January 29, 2010 2 comments

Viola loves her life in Brooklyn with her quirky filmmaker parents.  Unfortunately, they need to go to Afghanistan to make a documentary and have dumped her in an Indiana boarding school for a year.  Can Viola see past her homesickness and embrace what Prefect Academy has to offer or will she be Queen Snark for a year?

I came at this book simultaneously expecting to like it and not like it.  I expected to like it, because when I was in the YA age group, I loved boarding school books, and I’ve read Trigiani’s Big Stone Gap trilogy and really liked her writing.  On the other hand, reviews online stated they disliked it due to a negative portrayal of Indiana and what they felt was a lack of understanding of teenagers.  Well, I liked Viola in Reel Life, and I would like to offer up rebuttals to both opinions.

First, the book is written from Viola’s perspective.  She’s a fourteen year old who has spent her entire life in Brooklyn, and she didn’t want to go to boarding school.  Her negative comments about Indiana are to be expected in this case.  She’s a New Yorker in the country for the first time.  Of course she’s going to think the fashion stinks.  Of course she’s going to miss the noise of the city.  Personally, I found Indiana and the folks in it to be portrayed in a positive light, because despite her anger and snark, they persist at comforting her homesickness and winning her over.  She comes to like aspects of Indiana just as much as she likes aspects of Brooklyn.  That is a key part of her growing up that is the main storyline.  She has to learn to make home wherever she is and be independent.  That point would not have come across strongly if she loved everything about Indiana from the moment she arrived.

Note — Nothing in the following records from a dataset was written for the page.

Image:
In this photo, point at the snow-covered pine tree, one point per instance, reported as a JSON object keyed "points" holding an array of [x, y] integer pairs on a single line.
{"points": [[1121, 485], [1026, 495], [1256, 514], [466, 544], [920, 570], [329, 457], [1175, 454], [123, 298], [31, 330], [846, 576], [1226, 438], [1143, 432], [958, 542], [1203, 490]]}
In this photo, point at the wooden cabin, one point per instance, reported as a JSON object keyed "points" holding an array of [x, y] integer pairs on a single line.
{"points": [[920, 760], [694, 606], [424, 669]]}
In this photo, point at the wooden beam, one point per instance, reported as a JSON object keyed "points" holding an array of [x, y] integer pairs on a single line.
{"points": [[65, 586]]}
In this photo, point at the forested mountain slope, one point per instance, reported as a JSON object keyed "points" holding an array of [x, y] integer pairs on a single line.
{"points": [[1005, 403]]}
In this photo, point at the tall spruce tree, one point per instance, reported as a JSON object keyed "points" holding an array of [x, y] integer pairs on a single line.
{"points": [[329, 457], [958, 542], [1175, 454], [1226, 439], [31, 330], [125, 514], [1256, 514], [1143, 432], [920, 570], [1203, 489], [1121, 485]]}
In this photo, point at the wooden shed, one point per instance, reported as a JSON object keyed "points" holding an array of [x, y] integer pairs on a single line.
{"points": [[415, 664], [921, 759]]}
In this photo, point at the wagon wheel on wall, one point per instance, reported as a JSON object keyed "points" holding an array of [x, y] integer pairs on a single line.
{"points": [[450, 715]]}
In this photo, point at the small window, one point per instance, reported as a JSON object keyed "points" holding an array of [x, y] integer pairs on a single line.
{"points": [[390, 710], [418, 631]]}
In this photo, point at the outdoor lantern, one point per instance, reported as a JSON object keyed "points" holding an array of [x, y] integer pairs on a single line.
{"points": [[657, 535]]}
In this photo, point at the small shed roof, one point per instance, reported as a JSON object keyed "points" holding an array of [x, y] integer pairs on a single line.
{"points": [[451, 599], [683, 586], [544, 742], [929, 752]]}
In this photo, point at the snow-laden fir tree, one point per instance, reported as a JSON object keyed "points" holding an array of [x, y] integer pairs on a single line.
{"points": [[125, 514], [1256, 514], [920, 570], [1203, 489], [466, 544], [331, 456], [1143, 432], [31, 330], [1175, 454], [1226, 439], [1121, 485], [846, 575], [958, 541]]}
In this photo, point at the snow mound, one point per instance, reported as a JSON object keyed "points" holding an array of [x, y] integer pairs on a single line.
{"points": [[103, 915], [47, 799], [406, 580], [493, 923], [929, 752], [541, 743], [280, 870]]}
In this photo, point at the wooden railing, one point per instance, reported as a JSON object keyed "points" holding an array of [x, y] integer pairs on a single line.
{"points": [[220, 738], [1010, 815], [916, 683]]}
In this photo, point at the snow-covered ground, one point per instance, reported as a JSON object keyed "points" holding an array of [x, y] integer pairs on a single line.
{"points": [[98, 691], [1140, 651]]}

Now to those who felt it was too young for teenagers, I think you’re starting to fall for the media’s portrayal of all teens as growing up very fast.  They’re not all having sex, doing drugs, and drinking.  I wasn’t that type of teen, and even teens who are can appreciate that not everyone is living a Gossip Girl life.  It is a clean book, and I liked that because it left room for me to focus on Viola growing as a person.  The kids are kind of innocent, and Viola acknowledges that she’s led a protected life so far.  On the other hand, Viola and her friends have to deal with step-parents, new siblings, serious family illness, money problems, and more.  Their problems are middle class type problems, but what’s wrong with that?  Not everyone grows up abused or poor or filthy rich or debaucherous.  The overall messages are excellent ones for teen girls to hear–be loyal to your friends, grow up and help your parents, don’t choose a boy over yourself, do your best and be gracious.  Plus the storyline supporting these messages is fun and interesting to read.

My only complaint with the book is the minor sub-plot of a ghost.  I don’t think it really fit in very well with the overall world and feel of the book.  I would have much preferred that Viola find an old diary or something that made her come to understand Prefect Academy better.  However, it wasn’t in the book enough to make me dislike the story.

Overall, it’s a fun read, and I recommend it if you enjoy YA lit or stories set in boarding schools.